Standard abbreviations
- ISO 4: Divyadaan

Indexing
- ISSN: 0972-2211

= Divyadaan: Journal of Philosophy and Education =

Divyadaan: Journal of Philosophy and Education is published three times a year by Divyadaan: Salesian Institute of Philosophy, Nashik, India. It focuses mainly on philosophy, with interest also in the streams of education and communication, which are the two specializations offered by the Institute. The Institute is run by the Society of St Francis de Sales, also known as the Salesians of Don Bosco, an international Catholic religious congregation whose primary mission is the education of young people, especially those who are disadvantaged. The congregation also interests itself in the welfare of middle- and working-class people, hence its interest in popular communication.

==Earlier names==
Originally entitled Divyadaan: A Philosophical Annual, in 1995 it was renamed Divyadaan: Journal of Philosophy, and in 1996 Divyadaan: Journal of Philosophy and Education. Articles are indexed in The Philosopher's Index.

==Features==
Besides articles, the journal offers 'Dissertation Abstracts' (of doctoral dissertations in philosophy, education and communication published in the South Asia region) and 'Reviews and Notices'.

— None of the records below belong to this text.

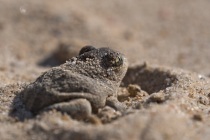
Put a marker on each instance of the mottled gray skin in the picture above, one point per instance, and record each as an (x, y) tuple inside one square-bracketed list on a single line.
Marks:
[(81, 85)]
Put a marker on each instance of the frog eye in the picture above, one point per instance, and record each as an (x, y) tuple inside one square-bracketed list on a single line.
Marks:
[(113, 60), (86, 49)]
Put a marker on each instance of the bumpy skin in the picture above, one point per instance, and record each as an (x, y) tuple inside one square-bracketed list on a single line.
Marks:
[(91, 77)]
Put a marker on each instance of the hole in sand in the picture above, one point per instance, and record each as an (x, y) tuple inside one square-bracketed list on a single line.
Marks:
[(149, 79)]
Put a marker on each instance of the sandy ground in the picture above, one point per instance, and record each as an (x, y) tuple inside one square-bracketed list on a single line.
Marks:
[(171, 36)]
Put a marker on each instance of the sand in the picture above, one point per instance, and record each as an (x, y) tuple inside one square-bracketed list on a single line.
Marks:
[(167, 84)]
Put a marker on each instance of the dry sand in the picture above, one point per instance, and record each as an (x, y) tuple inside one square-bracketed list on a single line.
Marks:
[(169, 95)]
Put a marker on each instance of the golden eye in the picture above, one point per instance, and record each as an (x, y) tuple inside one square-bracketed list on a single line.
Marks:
[(113, 60)]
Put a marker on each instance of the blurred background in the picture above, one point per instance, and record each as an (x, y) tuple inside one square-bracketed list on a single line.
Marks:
[(35, 35)]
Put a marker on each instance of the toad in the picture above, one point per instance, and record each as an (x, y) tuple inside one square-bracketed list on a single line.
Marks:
[(80, 86)]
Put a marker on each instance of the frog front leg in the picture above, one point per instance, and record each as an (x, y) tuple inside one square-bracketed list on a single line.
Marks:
[(79, 109)]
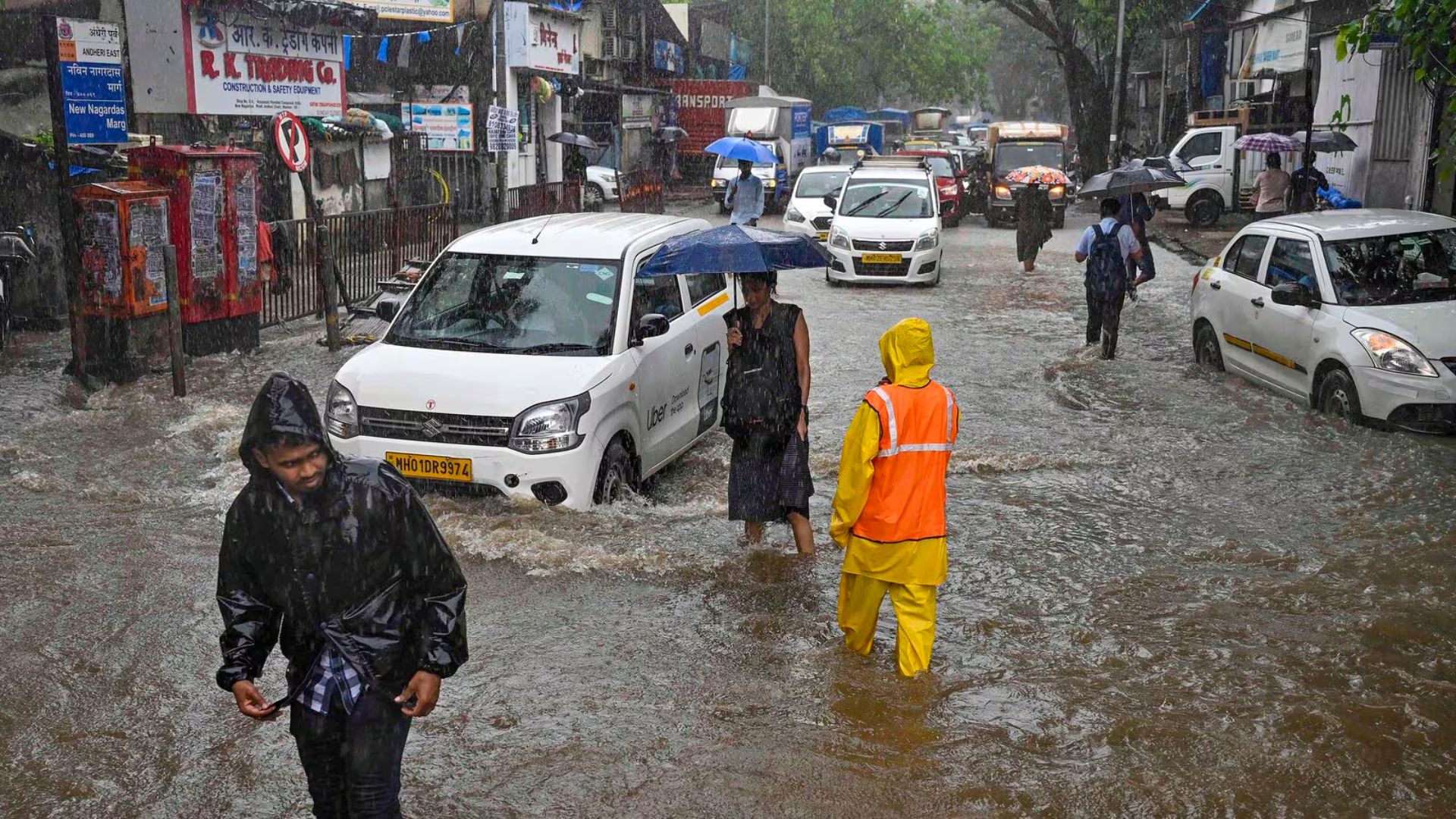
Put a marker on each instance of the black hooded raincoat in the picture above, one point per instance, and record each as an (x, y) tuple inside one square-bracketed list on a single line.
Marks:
[(360, 566)]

In 2009 (vol. 20/2) the journal began serializing Richard De Smet's 'Guidelines in Indian Philosophy', which up to then had existed only in the form of cyclostyled notes for students at Jnana Deepa Vidyapeeth, Pune.

==Editors==
Joaquim D'Souza edited the journal from 1984-85 to 1987-88 (vols. 1-3); Albano Fernandes from 1993 to 1998 (vols. 5-9); Ivo Coelho in 1988-89 (vol. 4), and then again since 1999 (vol. 10). Since 2014 (vol. 25) Banzelao Julio Teixeira has joined as co-editor.